E allora? Allora, fermi restanti i sussulti “virtuosi”, dei singhiozzi di una collettività peraltro intrisa di cinismo, che riesce a far prevalere il sentimento bellico e le rivalse sanzionatorie, anche di fronte all’immensità dell’irreparabile, risparmiamoci almeno le ipocrite lacrime delle prefiche, sempre pronte ad entrare sulla scena.
Il disastro del terremoto in Turchia e Siria
Non c’è dubbio che il disastro del terremoto in Turchia e in Siria abbia colpito i più fragili. In un territorio di confine tra zolle continentali in movimento costante – ossia una spaccatura che si estende per 300 chilometri lungo la faglia est anatolica. Non c’è segno che la misericordia abbia voluto evitare il peggio, salvo tendere poi la mano ad una parte dei sopravvissuti…

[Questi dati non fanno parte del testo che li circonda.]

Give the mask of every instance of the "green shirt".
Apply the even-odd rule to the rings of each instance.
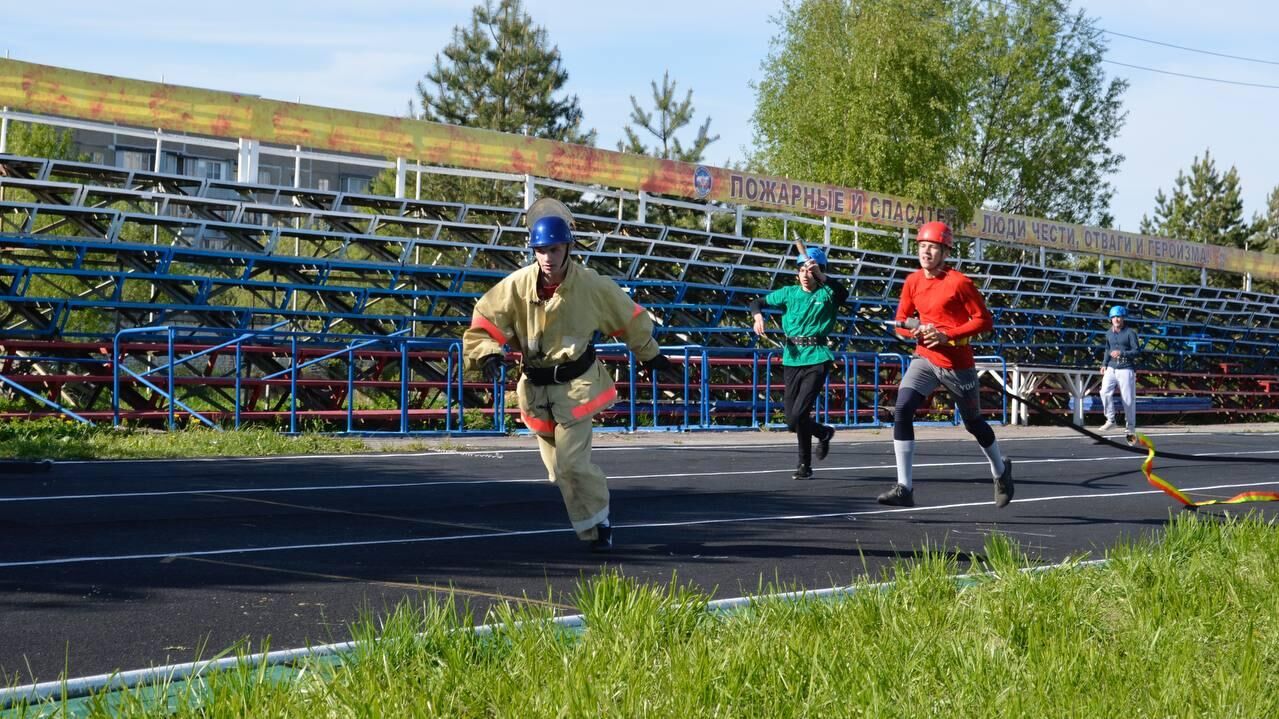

Quei territori sono stati e sono da millenni un crocevia di civiltà sovrapposte e sofferenze imposte, di conflitti tra stati, etnie, religioni, le cui testimonianze sono state polverizzate in un amen. E tra quella polvere?
Il disastro dell’amianto
Tra quella polvere ancora morte, quella che verrà per la miriade di fibre di amianto che si sono liberate. Come d’altro canto sempre avviene in ogni bolgia naturale o d’artificio, di guerra. Dove i territori vengono irrimediabilmente contaminati anche dall’uranio impoverito. Salvo compromissione di centrali nucleari.
Quanto sta accadendo ha mobilitato e mobilita il mondo internazionale degli Operatori di Pace e di Fair Play, da UNIPAX al CNIFP, all’EFPM, al CIFP. Siamo, però, consapevoli che anche l’intero movimento Olimpico costituisce ben poca cosa, se non si va alla radice del problema.
La radice? Si, la pietra angolare da cui promana il maleficio di un disastro comunque culturale. Per la inadeguatezza dello stesso pensiero politico, delle strutture e delle convenzioni umane, che non prevedono alcun freno inibitorio. Nemmeno di fronte alla prospettiva di una ecatombe planetaria e tanto meno a quella di un giudizio, ancorché universale.